Facture énergétique estimée selon la classe DPE
Ce calcul traduit une classe DPE, une surface et un prix du kilowattheure en facture annuelle estimée, en euros et par mois. Le facteur qui change le plus le résultat est la position réelle du logement dans la plage de consommation de sa classe, notamment pour la classe G, sans plafond.
Comment se construit l'estimation
Le calcul part de la classe DPE choisie, qui correspond à une plage de consommation en kilowattheures par mètre carré et par an, pas à une valeur unique. L'estimation retient le milieu de cette plage, sauf pour la classe G, annoncée comme un minimum puisqu'elle n'a pas de plafond défini. Ce chiffre de consommation au m² est ensuite multiplié par la surface renseignée pour obtenir une consommation annuelle en kilowattheures. Cette consommation est multipliée par le prix du kWh saisi par l'utilisateur pour donner la facture annuelle estimée, puis divisée par douze pour la facture mensuelle. Le diagnostic réel retient aussi les émissions de gaz à effet de serre, que ce calcul ne prend pas en compte : partir de la seule lettre reste donc une approximation, assumée comme telle.
Ce qui fait varier le montant
Trois éléments modifient le résultat : la classe DPE, la surface et le prix du kWh. Changer de classe déplace le milieu de plage, donc la consommation au m² ; changer de surface multiplie ce chiffre proportionnellement ; changer le prix du kWh multiplie directement la facture, sans toucher à la consommation.
Sur un logement de 70 m² en classe D, une consommation milieu de plage autour de 200 kWh/m²/an donne environ 14 000 kWh par an. Avec un prix de 0,20 euro le kWh, la facture annuelle estimée atteint 2 800 euros, soit environ 233 euros par mois. Passer à 0,25 euro le kWh porte la facture à 3 500 euros sans changer la consommation : le prix du kWh pèse autant que la classe elle-même dans le résultat final.

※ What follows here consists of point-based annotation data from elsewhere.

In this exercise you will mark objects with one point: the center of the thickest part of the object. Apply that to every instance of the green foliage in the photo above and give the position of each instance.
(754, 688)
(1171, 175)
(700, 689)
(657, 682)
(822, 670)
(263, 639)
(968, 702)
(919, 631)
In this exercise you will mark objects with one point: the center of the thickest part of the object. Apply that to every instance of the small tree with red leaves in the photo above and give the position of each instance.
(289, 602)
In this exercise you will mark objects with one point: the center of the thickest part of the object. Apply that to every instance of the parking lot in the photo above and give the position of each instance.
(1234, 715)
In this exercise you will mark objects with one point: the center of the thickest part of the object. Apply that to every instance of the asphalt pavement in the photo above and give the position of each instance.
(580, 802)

L'erreur qui fausse la facture
L'erreur la plus fréquente consiste à lire la lettre du DPE comme un prix fixe, alors qu'elle désigne une plage large : deux logements classés D peuvent afficher des consommations réelles très différentes, l'un proche du bas de la plage, l'autre proche du haut. Utiliser le milieu de plage sans le savoir conduit à comparer deux biens comme s'ils coûtaient le même montant à chauffer, ce qui peut fausser une négociation ou un budget de travaux.
Une autre erreur est de garder un prix du kWh générique au lieu du prix réellement payé par l'occupant, alors que ce prix pèse autant que la classe dans le résultat. Enfin, pour la classe G, oublier qu'elle n'a pas de plafond revient à sous-estimer une facture qui peut dépasser largement le montant affiché comme minimum.
Questions fréquentes
Pourquoi la facture estimée peut-elle être différente de ma facture réelle ?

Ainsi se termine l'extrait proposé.